By John Farrell
Alan Turing was, according to Winston Churchill, the man most responsible for the allied victory against the Nazis in World War II.
He was the man who invented the theories that make the computer this is being written on possible. He was a surpassing genius who created the computer almost single-handedly and devised a way to read Nazi signals undetected.
He also was a homosexual and in the 1950s’ Britain that was still a criminal offense. No matter what he had accomplished for the British nation, he was convicted as a homosexual and forced to take injections to be chemically castrated. He died two years later, perhaps as a suicide.
You need to know all that to appreciatePink Milk, the poetic, even dreamy treatment of Turing’s life, which had its West Coast premier recently at the Garage Theatre in Long Beach.
Under the direction of Ashley Elizabeth Allen, with a stark white gazebo set designed by Yuri Okahana, the work is a loving look at Turing’s inner life and, finally, a searing indictment of the British government that used Turing and then callously caused his suicide. Turing’s intellectual prowess is barely noted in the play. You are presumed to know beforehand about him, enjoy and explore his inner life, non-scientific life.
Nick Rapp is Alan, as boy and man. He is sympathetic and natural, a man born into a world where his parents (Craig Johnson as his father and Blair Allison as his mother,) are caring and sympathetic. They know that Alan is a special boy and a special man. The title of the play,Pink Milk, is a reference to his boyhood friend Christopher (Lysander Xanthus), who died from the effects of drinking some pink milk that was tainted with bovine tuberculosis. The loss of this friend apparently lived with Alan his whole life, at least according to this interpretation.
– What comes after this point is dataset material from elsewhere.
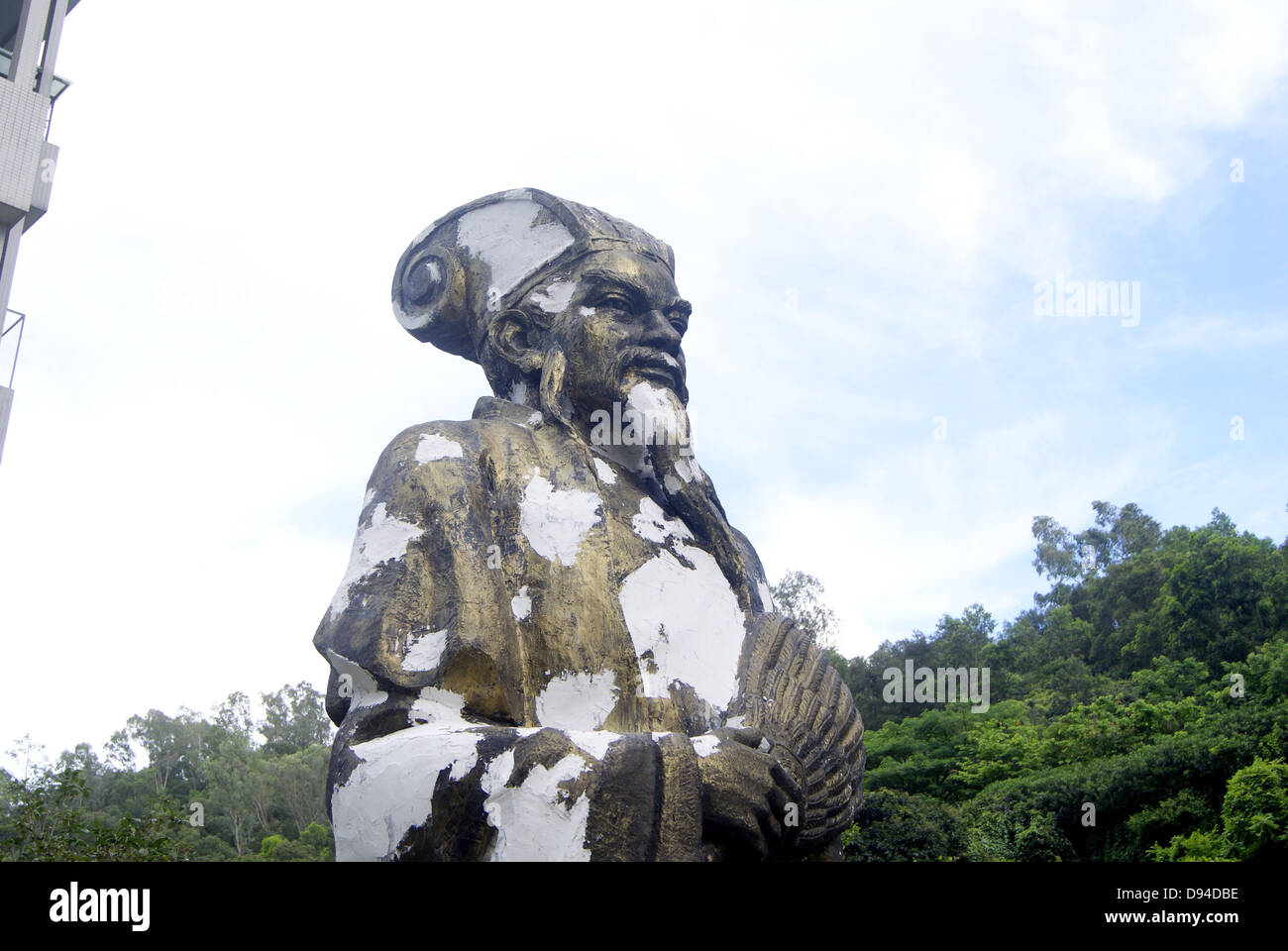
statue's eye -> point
(614, 302)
Alan’s life is filled with experiment and increasingly complex knowledge. This is indicated by Matthew Vincent Julian, who plays the various computer robots that Alan creates. (These were not walking, talking machines but that doesn’t really matter.) Lottie Frick plays various inanimate objects in the play and Maribella Magana is a series of authority figures in Alan’s life.
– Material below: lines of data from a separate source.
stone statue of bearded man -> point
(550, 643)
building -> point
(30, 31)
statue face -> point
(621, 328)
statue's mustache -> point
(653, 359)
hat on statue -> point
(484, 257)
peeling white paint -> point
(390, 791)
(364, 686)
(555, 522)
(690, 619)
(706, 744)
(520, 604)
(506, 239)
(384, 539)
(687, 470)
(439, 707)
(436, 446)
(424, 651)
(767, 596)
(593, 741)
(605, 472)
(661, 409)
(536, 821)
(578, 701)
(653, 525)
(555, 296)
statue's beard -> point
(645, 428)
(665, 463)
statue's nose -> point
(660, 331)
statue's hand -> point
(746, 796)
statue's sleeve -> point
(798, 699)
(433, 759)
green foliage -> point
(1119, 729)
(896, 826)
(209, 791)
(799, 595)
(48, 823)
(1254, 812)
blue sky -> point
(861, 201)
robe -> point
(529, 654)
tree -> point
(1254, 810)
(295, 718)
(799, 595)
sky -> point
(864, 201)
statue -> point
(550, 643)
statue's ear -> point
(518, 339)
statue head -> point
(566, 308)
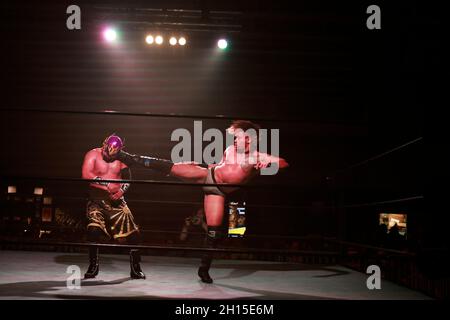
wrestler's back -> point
(230, 171)
(104, 169)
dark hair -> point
(245, 125)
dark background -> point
(349, 94)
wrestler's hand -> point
(117, 195)
(262, 164)
(113, 188)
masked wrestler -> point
(107, 212)
(239, 164)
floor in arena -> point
(44, 275)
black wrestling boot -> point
(93, 268)
(203, 270)
(210, 242)
(135, 259)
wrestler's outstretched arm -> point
(87, 171)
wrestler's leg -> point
(94, 234)
(214, 206)
(135, 256)
(190, 172)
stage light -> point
(222, 44)
(173, 41)
(110, 35)
(159, 40)
(149, 39)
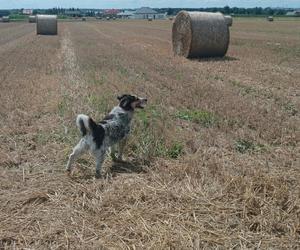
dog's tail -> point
(85, 124)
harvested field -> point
(213, 161)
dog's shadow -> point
(116, 167)
(129, 167)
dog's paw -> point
(98, 175)
(68, 171)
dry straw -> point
(32, 19)
(200, 34)
(46, 25)
(5, 19)
(228, 20)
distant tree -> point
(226, 10)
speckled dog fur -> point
(112, 130)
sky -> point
(104, 4)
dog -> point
(112, 130)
The costumes, designed by Katie Shanks, all in black and white, are an integral part of the play. Almost the only color in the setting are the apples, which Alan ate every day, and which might have been the manner of his suicide at the end of his life. Her costumes, suspenders with chains, vests of similar material, are a part of Alan’s vivid fantasy world.
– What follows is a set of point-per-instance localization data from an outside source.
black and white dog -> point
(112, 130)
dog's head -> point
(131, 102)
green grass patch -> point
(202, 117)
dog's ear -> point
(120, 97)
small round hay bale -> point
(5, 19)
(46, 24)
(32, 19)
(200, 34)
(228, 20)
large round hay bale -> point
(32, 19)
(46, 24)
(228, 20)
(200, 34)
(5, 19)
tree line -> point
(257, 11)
Director and choreographer Ashley Elizabeth Allen uses this simple set, with the audience arrayed around all four sides, effectively and with more than a little interest. Alan and the others don’t dance to music as much as they go into positions of great difficulty and expressiveness as the play progresses.
This isn’t a definitive life of Turing. In fact, it is anything but. Instead, it is an interpretation of his emotional life and struggles, from his fascination with Disney’s Snow White to his naïveté in dealing with the police. His story is actually tragic, with a fatal flaw in his character exploited by the out-of-date British law. His brilliant successes will have to be told elsewhere.
Tickets are $18 for general admission and $15 for students, seniors and teachers.
Performances are Thursdays, Fridays and Saturdays at8 p.m. through Nov. 1.